New technologies are allowing us to reimagine the entire customer payment experience.
In the future, the only mandatory inputs for a transaction will be the merchant’s price and the customer’s acceptance. These will be configured to require minimum effort from a customer.
For example, at the most extreme with a low value payment, a customer could pick up a product and simply carry it out of the store to execute their payment. The banks that can provide the simplest and most secure experiences will be rewarded with customer
adoption – with the invaluable data and revenue that will come with it.
Wearables are starting to gain scale and are well positioned to be the catalyst for this transformation. According to eMarketer, 63.7 million US adults
will use smartwatches and fitness trackers in 2016. Penetration among US adults is expected to double by 2018, to 81.7 million users. These users are tech savvy and should be ripe for new payments options. Banks have already caught on to this trend. Misys’
research shows that 15% of banks already have or are currently rolling out wearable apps. 72% of banks say wearables are on their roadmap for the next three years and 66% say proximity payments are the most attractive capability of wearables.

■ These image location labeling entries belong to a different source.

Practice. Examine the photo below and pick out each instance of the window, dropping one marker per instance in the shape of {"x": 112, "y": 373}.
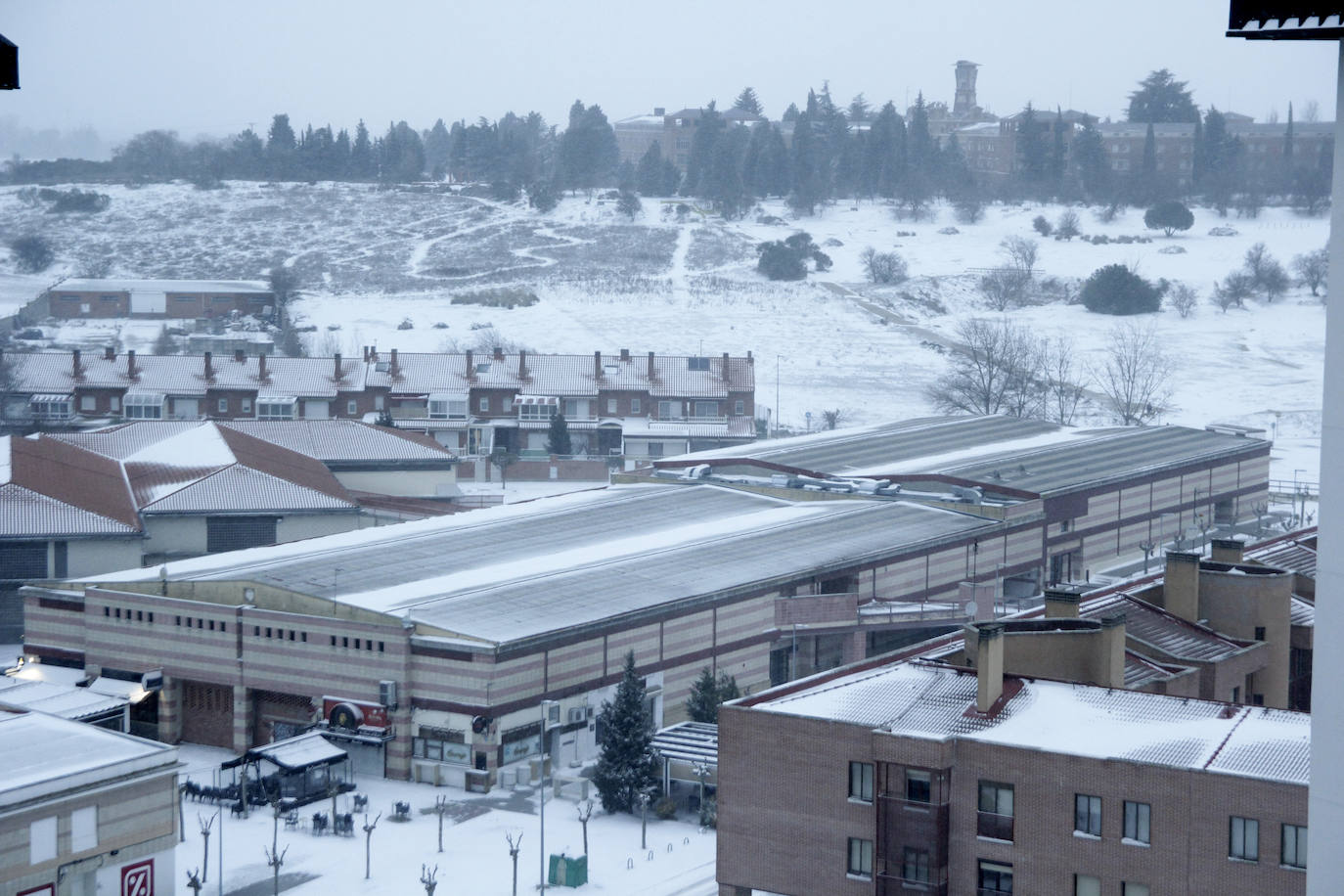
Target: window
{"x": 83, "y": 829}
{"x": 1293, "y": 852}
{"x": 1088, "y": 814}
{"x": 1138, "y": 823}
{"x": 861, "y": 781}
{"x": 915, "y": 866}
{"x": 995, "y": 877}
{"x": 918, "y": 786}
{"x": 1243, "y": 838}
{"x": 861, "y": 857}
{"x": 995, "y": 819}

Success in retail banking tech has been driven by improving the customer experience. If it makes life easier, as mobile banking or contactless cards do, customers will give it a try. Wearables will be able to repeat this feat for payments based on two key
attributes. First, wearables can utilise proximity and geolocation to provide protected and convenient transactions. Second, wearables will be able to use biometrics to authenticate users. These attributes will ensure that wearable enabled transactions will
be faster and more secure than traditional payment options.
So how can this work? Location and proximity can work in several ways. Geolocation can confirm that a customer is in the correct place for the transaction they are trying to make. Similarly, confirming a customer’s proximity to the correct smartphone will
provide an extra layer of confidence that the user is who they say they are. Proximity to in-store beacons can also be used to prompt a transaction, enabling the scenario described above, where a pre-registered customer carries a product out of a store and
seamlessly executes their payment.
The biometrics capabilities of wearables are still evolving and could take many forms. Two types stand out, plethysmography (a form of vein pattern recognition for which Apple already has a patent on Watch) and finger print scanning – but ultimately heart
beat and brain wave biometrics could also be included. These will enable the worn device to authenticate a user at all times, providing excellent security for payments. For higher value payments, a physical touch may be required – but this could still leverage
biometric finger print recognition to further reinforce security.
As each friction point is removed from the customer journey, adoption rates will increase. As retailers, consumers and banks become more comfortable with the adoption of new technologies, wearables are likely to sound the death knell for cards as wearable
optimized payments will rapidly become a necessity for all financial institutions.